This one will surprise some people on a cosy games list. Red Dead Redemption 2 has gunfights and outlaws and a story about the end of the American frontier. It is not, on paper, a gentle game. But ignore the story missions. Ride out at sunrise. Watch the weather change across a valley so beautiful it stops you mid-gallop. And tell me that isn’t repair.
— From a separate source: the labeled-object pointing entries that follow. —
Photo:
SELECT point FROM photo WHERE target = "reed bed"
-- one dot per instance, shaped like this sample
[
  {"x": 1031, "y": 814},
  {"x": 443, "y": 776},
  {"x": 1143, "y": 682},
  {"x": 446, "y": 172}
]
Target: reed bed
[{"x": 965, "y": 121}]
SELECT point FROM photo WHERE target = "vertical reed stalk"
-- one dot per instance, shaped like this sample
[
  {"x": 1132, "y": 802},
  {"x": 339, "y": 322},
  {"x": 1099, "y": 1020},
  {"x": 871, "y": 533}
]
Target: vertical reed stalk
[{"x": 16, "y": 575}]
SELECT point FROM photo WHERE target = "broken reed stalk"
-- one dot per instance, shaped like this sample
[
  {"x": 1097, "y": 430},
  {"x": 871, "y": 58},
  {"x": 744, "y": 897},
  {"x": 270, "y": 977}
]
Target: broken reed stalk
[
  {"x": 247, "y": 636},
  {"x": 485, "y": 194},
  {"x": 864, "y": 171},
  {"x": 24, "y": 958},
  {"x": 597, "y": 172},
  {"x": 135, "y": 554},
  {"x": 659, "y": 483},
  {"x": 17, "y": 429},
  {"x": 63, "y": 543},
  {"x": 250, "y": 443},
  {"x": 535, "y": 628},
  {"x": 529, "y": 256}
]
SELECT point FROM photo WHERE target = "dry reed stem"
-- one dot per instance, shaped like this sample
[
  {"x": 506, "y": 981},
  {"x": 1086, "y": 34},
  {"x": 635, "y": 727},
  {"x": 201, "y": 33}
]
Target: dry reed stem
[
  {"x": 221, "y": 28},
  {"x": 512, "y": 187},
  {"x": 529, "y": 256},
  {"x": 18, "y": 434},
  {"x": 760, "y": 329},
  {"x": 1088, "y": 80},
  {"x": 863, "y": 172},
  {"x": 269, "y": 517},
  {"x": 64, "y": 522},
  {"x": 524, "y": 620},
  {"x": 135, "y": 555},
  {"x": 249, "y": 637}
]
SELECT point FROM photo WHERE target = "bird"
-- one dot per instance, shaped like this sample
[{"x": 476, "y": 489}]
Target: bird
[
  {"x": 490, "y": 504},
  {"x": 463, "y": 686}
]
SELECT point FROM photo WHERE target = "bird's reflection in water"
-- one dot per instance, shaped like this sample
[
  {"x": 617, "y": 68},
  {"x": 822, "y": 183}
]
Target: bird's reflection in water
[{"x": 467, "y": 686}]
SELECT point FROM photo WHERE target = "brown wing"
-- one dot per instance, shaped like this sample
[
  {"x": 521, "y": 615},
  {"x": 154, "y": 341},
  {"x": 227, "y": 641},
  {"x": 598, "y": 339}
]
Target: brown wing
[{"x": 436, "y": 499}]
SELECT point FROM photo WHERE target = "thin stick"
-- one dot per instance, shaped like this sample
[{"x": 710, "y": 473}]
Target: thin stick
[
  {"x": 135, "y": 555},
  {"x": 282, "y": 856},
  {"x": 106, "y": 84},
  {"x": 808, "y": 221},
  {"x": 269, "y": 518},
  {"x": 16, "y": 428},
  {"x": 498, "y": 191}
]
I found this version of RDR2 by accident. I was supposed to be doing a mission. Instead I rode to a cliff edge and watched the sun come up for ten real-time minutes. I’ve been playing it that way ever since.
What it is
An open world game set in the American West in 1899. There’s a story about an outlaw gang in decline, and it’s brilliant, but that’s not why it’s here. It’s here because the world itself is breathtaking. The weather systems. The light. The way a horse moves through tall grass at dawn. You can fish, camp, photograph wildlife, and ride for hours without touching a mission.
Available on PC, PlayStation, and Xbox.
Why it helps when you’re running on empty

Sometimes repair looks like letting yourself feel something vast. RDR2 gives you that. The world is enormous and unhurried if you let it be. Find a cliff edge at sunrise. Watch the weather change. Fish in a river. Camp under stars. It’s not traditionally cosy, but it’s restorative in a way that catches you off guard. Beauty does that sometimes.
For when you don’t need gentle. You need space. And something to feel.